DMN: Do all breast density measurement systems use the same methodology?

JP: No, one approach, which is most often used, measures the physical absorption of X-rays (given by the pixel values in the mammogram) to estimate the percent volume covered by fibroglandular tissue. The percent volume is then mapped to a score from a to d, analogous to the BI-RADS category. Such volumetric methods have inherent limitations. First, pixel values in the mammographic images may not reflect the actual absorption of X-rays, decreasing the accuracy of -- or completely invalidating -- the volumetric assessments. For example, volumetric measurements from mammograms imaged using a Lorad Selenia are less accurate than those from the GE Senographe; the Selenia compression paddle can tilt during compression, whereas the Senographe paddle remains rigid. Furthermore, the pixel values of both standard for-presentation images and synthetic C-view images are not directly related to the X-ray attenuation. Second, since BI-RADS categories are defined not only by the percentage of the breast covered by dense tissue, but also by the dispersion of this tissue throughout the breast, volumetric methods are inherently limited in their ability to accurately reproduce BI-RADS scores.

DMN: You mentioned the BI-RADS categories — to what extent does the appearance-based approach agree with the category descriptors?

JP: For automated breast density systems to be efficacious in a clinical setting, they must yield accurate and consistent results. Initial studies support such efficacy. Gweon, et al.11, reported a weighted kappa statistic of 0.54 -- indicating moderate agreement -- between the Volpara density grade (Matakina Technology) and a consensus of three radiologists' BI-RADS categories. A similar analysis of M-Vu Breast Density (reported in an FDA clinical study) yielded a weighted kappa statistic of 0.64 -- indicating substantial agreement between the VuCOMP density grade and a consensus of 13 expert radiologists' BI-RADS categories. In a different study of 490 patients, the density estimates produced by M-Vu had less than half the variability of those produced by 10 radiologists.

DMN: What are you seeing out there in terms of interest and adoption?

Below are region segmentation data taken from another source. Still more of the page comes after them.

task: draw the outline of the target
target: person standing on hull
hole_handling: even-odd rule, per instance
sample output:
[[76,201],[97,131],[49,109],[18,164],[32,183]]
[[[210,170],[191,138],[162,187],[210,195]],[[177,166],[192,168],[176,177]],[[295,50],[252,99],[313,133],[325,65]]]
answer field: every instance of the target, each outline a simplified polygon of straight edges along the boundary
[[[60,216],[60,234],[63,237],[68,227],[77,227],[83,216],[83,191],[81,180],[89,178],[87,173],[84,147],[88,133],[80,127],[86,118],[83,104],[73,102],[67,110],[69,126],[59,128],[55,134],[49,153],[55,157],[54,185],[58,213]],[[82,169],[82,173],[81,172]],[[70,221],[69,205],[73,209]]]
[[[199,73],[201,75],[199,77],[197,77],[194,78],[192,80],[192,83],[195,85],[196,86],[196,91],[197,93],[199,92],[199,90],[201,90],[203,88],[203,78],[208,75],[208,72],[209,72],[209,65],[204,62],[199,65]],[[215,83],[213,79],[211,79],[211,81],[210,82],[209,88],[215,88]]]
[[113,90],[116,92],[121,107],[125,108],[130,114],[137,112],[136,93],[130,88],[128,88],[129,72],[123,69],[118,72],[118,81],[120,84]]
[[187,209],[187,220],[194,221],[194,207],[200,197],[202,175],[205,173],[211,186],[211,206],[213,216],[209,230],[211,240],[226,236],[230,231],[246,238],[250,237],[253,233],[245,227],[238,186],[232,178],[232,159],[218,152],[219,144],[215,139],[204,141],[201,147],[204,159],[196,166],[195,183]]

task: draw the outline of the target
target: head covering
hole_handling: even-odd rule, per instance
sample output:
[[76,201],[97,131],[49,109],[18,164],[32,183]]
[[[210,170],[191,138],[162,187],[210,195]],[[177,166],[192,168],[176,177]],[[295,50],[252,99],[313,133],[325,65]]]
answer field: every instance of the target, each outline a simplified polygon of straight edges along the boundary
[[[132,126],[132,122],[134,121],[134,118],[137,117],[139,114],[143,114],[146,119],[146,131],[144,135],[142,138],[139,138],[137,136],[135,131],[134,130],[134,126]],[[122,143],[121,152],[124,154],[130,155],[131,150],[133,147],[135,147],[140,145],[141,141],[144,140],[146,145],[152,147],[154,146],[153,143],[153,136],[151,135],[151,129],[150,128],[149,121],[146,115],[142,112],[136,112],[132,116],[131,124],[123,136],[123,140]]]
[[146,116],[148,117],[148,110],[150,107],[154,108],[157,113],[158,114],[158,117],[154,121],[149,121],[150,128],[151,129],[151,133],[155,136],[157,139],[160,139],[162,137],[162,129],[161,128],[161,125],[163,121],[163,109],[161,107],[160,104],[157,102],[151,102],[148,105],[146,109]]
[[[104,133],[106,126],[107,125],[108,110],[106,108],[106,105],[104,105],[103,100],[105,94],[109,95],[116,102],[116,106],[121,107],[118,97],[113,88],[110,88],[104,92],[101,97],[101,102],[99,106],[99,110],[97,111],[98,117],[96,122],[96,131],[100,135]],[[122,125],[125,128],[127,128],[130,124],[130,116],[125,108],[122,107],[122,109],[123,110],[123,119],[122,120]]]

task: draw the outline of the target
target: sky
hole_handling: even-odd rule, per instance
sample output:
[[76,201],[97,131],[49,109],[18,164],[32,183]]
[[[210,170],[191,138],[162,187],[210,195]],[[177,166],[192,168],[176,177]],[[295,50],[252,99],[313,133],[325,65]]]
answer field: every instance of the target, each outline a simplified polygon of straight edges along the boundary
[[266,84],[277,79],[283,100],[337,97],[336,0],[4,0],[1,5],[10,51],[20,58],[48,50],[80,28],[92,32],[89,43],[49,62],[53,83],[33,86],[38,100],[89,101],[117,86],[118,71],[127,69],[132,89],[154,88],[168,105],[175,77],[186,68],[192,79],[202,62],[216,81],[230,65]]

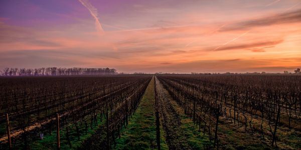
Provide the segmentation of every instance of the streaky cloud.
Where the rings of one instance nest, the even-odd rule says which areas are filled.
[[[101,26],[101,24],[100,24],[100,22],[99,22],[99,20],[98,18],[97,14],[97,10],[94,8],[88,0],[78,0],[81,4],[84,6],[90,12],[91,16],[93,16],[93,18],[95,20],[95,26],[96,27],[96,30],[97,32],[100,33],[102,33],[104,32],[103,28]]]
[[[301,9],[285,12],[276,15],[258,19],[251,20],[227,26],[220,28],[220,32],[243,30],[251,28],[281,24],[291,24],[301,22]]]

JP: We have seen significant adoption from practices and clinics large and small who want to remove the subjectivity out of their breast density assessment. Sites are searching for an automated tool that provides consistent results from physician to physician and year over year. Radiologists are saying that VuCOMP's approach to analyzing structure, texture, and dispersion of fibroglandular tissue provides useful adjunctive information. There are now 17 states which have passed breast density notification laws and federal legislation is being developed now, so this has and certainly will continue to drive adoption.